Words! Words! Words!

Searching Words

Posted by Phil Jamieson   Mar 21, 2017 7:30:00 AM

AfricaOn this day in 1871, journalist Henry Morton Stanley began his famous search through Africa for the missing British explorer Dr. David Livingstone. If you think you might be lost in the wilderness some day, be sure to pack a good pocket dictionary and magnifying glass in your pack. You can learn new words in your down time, and the pages will come in handy for starting signal fires with the glass.

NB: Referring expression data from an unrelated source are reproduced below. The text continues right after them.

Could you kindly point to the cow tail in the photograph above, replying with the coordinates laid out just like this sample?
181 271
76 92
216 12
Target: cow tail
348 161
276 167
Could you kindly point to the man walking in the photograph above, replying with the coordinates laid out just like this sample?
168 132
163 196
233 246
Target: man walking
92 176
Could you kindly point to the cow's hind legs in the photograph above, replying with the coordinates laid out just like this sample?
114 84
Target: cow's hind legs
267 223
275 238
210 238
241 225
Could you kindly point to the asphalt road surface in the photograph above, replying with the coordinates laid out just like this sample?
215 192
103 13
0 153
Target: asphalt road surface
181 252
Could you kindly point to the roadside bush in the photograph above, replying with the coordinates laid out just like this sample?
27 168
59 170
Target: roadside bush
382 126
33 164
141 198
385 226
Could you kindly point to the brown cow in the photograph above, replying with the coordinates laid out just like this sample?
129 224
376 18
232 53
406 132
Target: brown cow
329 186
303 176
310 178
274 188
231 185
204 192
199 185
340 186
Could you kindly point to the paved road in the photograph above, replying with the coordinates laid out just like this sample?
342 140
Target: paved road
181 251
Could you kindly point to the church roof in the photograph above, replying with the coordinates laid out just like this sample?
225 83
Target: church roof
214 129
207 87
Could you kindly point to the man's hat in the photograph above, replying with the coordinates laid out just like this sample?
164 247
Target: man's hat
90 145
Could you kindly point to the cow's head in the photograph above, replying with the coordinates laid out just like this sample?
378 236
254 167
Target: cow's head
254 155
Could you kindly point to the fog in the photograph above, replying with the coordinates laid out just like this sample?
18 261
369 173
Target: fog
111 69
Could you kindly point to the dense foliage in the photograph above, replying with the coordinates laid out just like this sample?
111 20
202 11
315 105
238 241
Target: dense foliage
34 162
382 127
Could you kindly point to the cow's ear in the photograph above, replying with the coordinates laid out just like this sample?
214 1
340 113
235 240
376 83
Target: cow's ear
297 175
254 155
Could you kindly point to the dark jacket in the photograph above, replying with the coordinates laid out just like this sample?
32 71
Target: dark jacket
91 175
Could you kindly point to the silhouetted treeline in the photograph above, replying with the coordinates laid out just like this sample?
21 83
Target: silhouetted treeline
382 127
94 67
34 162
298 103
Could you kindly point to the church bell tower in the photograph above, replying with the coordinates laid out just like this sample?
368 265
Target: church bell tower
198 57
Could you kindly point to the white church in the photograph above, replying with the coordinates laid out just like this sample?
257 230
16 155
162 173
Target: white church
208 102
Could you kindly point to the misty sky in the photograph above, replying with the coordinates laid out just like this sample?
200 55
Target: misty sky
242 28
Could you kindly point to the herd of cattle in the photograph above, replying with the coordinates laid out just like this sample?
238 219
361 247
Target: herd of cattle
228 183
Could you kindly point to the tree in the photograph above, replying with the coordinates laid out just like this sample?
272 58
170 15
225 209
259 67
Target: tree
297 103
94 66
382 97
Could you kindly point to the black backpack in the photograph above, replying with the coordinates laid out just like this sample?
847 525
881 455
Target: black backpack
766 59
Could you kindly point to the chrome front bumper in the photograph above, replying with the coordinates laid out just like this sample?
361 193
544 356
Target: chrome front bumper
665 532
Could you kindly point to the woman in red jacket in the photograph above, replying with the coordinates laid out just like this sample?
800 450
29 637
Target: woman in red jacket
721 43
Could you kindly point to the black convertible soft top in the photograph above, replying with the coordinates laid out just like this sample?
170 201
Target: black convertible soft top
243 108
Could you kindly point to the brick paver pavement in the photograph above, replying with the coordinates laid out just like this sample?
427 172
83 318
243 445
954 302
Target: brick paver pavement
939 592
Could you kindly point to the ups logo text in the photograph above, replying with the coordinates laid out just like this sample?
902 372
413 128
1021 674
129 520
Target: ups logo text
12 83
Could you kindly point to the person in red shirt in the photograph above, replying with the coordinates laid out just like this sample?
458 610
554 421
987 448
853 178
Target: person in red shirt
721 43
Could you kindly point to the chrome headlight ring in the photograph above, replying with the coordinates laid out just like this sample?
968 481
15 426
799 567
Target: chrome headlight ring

Meanwhile, let’s see how much of an explorer you are when it comes to strange, new words.

1. skirr:

  1. the byproduct of a search;
  2. the object of a search;
  3. to search about in;
  4. not a real word.

2. muckrake:

  1. to make or publish a libel against;
  2. to utter slander against;
  3. to search out and publicly expose real or apparent misconduct of a prominent individual or business;
  4. an implement equipped with projecting prongs to search for and gather oysters in shallow water.

3. catechize:

  1. to examine especially for diagnostic purposes;
  2. to make a careful or detailed search for information;
  3. to relegate to an unimportant or powerless position within a society or group;
  4. to question systematically or searchingly.

4. bioprospect:

  1. to search for substances that are produced by living organisms and may be of medicinal or commercial value;
  2. a finite part of a statistical population whose properties are studied to gain information about the whole;
  3. something legally submitted to a tribunal to ascertain the truth of a matter;
  4. an ecological community searching for a self-regulating unit. 

5. kestrel:

  1. a person who breeds, trains, or hunts with hawks;
  2. any of various small chiefly Old World falcons (genus Falco) that usually hover in the air while searching for prey;
  3. a fishing and hunting guide;
  4. a barbed spear or javelin used especially in hunting large game.

6. battue:

  1. the beating of woods and bushes to flush game;
  2. a charge of wrongdoing;
  3. a hunting call sounded on a horn to assemble the hounds;
  4. a slender hardwood spear or light javelin usually tipped with iron and used in southern Africa.

7. spelunker:

  1. wanderer;
  2. one that explores untraversed regions to mark out a new route;
  3. one who makes a hobby of exploring and studying caves;
  4. a person who travels without destination or purpose.

8. modernism:

  1. a self-conscious break with the past and a search for new forms of expression;
  2. a philosophy based on the belief that the universe is irrational and meaningless and that the search for order brings the individual into conflict with the universe;
  3. a chiefly 20th century philosophical movement embracing diverse doctrines but centering on analysis of individual existence in an unfathomable universe;
  4. a doctrine that events are fixed in advance so that human beings are powerless to change them.

9. ferret:

  1. to consume as browse;
  2. to find and bring to light by searching;
  3. to search (a person) for something (as a concealed weapon) by running the hand rapidly over the clothing and through the pockets;
  4. to pick over in search of relevant material.

10. mycophile:

  1. one whose hobby is hunting wild edible tea leaves;
  2. one whose hobby is hunting wild edible onions;
  3. one whose hobby is hunting wild edible mushrooms;
  4. one whose hobby is hunting wild edible truffles.

 

Correct Answers:

1c; 2c; 3d; 4a; 5b; 6a; 7c; 8a; 9b; 10c

 

How far off the beaten path are you?

# Correct Message
All 10 Dr. Livingstone, I presume, wants to find YOU.
7-9 Your initials are GPS.
4-6

Hopefully you can read a map. 

2-3

Stay put. Someone might find you eventually. 

0-1 Leave your closet door open so you don't get lost inside.